Brazil's indigenous leaders are counting on President-elect Luiz Inacio Lula da Silva keeping his promise to create a ministry of indigenous affairs to help restore their people's rights and protections that were undermined by the current government.
But on Friday Lula said he might instead decide on a special department linked to the presidential office rather than a fully-fledged ministry, which disappointed indigenous leaders who were taken by surprise by his comments.
"It was a campaign promise by Lula and we are still working on building a Ministry of the First people," said Dinamam Tuxá, a lawyer for the largest indigenous umbrella group, the Articulation of Indigenous Peoples of Brazil (APIB).
Sonia Guajajara, APIB leader who in October became only the third indigenous person ever elected to Congress, said a working group in Lula transition team will present a proposal for the ministry next week, but she does not expect any announcement until after the day he takes office on Jan. 1.
The ministry was important for the historical recognition Brazil's 900,000 indigenous people and for the reparation for their mistreatment and loss of land rights, she told Reuters.
Under far-right President Jair Bolsonaro, whom Lula defeated narrowly on Oct. 30, violence has increased against indigenous communities who lands have been increasingly invaded by illegal gold miners, loggers and cattle ranchers.
"The recognition of land claims that have been paralyzed under Bolsonaro must be restarted and urgent action is needed to protect indigenous people, as well as environmentalists and defenders of our rights who are at risk," Guajajara said.

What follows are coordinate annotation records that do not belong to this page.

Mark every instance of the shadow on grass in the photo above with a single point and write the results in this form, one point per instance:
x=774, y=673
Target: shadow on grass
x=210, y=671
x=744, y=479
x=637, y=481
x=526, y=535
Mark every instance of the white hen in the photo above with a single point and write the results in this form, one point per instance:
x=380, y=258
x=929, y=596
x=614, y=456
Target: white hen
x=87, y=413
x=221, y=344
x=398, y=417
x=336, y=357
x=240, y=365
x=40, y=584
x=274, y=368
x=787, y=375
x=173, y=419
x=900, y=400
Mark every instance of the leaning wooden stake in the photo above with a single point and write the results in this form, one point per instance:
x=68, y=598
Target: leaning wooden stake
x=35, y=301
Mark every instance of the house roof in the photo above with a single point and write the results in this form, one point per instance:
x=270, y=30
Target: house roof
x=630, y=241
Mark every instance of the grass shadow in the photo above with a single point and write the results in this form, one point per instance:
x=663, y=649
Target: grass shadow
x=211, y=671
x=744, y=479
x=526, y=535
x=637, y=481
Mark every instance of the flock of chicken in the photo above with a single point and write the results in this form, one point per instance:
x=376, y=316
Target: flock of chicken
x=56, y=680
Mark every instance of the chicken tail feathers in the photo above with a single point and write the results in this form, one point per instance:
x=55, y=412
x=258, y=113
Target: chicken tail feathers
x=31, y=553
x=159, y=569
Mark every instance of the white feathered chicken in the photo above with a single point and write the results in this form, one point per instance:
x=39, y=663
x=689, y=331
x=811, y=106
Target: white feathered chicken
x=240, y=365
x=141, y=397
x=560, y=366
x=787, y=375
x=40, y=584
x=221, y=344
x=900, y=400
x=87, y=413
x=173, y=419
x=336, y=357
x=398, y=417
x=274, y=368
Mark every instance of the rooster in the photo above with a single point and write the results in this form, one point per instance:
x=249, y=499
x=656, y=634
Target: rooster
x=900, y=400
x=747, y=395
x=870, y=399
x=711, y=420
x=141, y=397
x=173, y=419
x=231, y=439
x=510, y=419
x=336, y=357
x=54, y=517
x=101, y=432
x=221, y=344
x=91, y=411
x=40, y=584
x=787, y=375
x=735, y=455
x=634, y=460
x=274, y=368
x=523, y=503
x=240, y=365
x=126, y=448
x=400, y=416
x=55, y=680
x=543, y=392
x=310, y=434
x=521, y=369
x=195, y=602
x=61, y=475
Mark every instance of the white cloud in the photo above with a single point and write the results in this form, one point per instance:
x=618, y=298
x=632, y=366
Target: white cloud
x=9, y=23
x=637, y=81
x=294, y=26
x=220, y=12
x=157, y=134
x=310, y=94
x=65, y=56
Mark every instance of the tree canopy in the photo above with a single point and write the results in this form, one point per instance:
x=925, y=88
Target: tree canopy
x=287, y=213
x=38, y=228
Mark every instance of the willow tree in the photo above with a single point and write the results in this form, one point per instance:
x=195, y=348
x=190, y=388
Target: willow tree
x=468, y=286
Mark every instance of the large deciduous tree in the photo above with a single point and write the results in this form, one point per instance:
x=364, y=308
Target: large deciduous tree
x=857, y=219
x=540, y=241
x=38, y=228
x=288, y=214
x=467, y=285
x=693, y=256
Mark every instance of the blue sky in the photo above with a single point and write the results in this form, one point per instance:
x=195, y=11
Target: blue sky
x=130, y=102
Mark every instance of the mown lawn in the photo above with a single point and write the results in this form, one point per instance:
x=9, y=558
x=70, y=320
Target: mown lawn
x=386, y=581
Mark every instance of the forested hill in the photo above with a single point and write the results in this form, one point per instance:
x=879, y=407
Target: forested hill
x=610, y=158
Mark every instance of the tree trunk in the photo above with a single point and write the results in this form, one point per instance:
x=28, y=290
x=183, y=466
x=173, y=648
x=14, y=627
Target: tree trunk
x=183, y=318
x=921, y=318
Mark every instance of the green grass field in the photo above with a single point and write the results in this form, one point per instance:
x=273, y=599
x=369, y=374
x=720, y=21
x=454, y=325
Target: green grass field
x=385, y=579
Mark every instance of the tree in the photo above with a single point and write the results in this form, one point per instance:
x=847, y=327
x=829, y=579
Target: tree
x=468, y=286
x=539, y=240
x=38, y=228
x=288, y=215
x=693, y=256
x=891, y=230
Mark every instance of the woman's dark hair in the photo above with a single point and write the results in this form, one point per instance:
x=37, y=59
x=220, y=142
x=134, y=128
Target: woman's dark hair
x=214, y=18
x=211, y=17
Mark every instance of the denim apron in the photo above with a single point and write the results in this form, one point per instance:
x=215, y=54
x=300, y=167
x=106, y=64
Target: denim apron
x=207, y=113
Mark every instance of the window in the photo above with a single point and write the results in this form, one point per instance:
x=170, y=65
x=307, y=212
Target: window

Bolsonaro eased environmental enforcement and backed legislation to allow commercial agriculture and mining in the Amazon, and even on protected indigenous reservation land, measures that the APIB is now seeking to revert.
Guajajara said violence by organized crime had surged in frontier areas, such as the Javari Valley bordering Peru where British journalist Don Phillips and Bruno Pereira, an expert in isolated tribes, were murdered by illegal fishermen in June.
Indigenous experts said the creation of a secretariat directly under the wing of the presidency would be faster to set up and cost less, while being able to interact with several ministries at the same time.
"It's a better idea," said Marcio Santilli, head of the Socio-Environmental Institute, an NGO that defends indigenous people's rights.
A main indigenous demand is to revamp the government's Indigenous Affairs Agency Funai, which has been run by a policeman appointed by Bolsonaro and seen by the people it is meant to protect as a tool of the farm sector's land interests.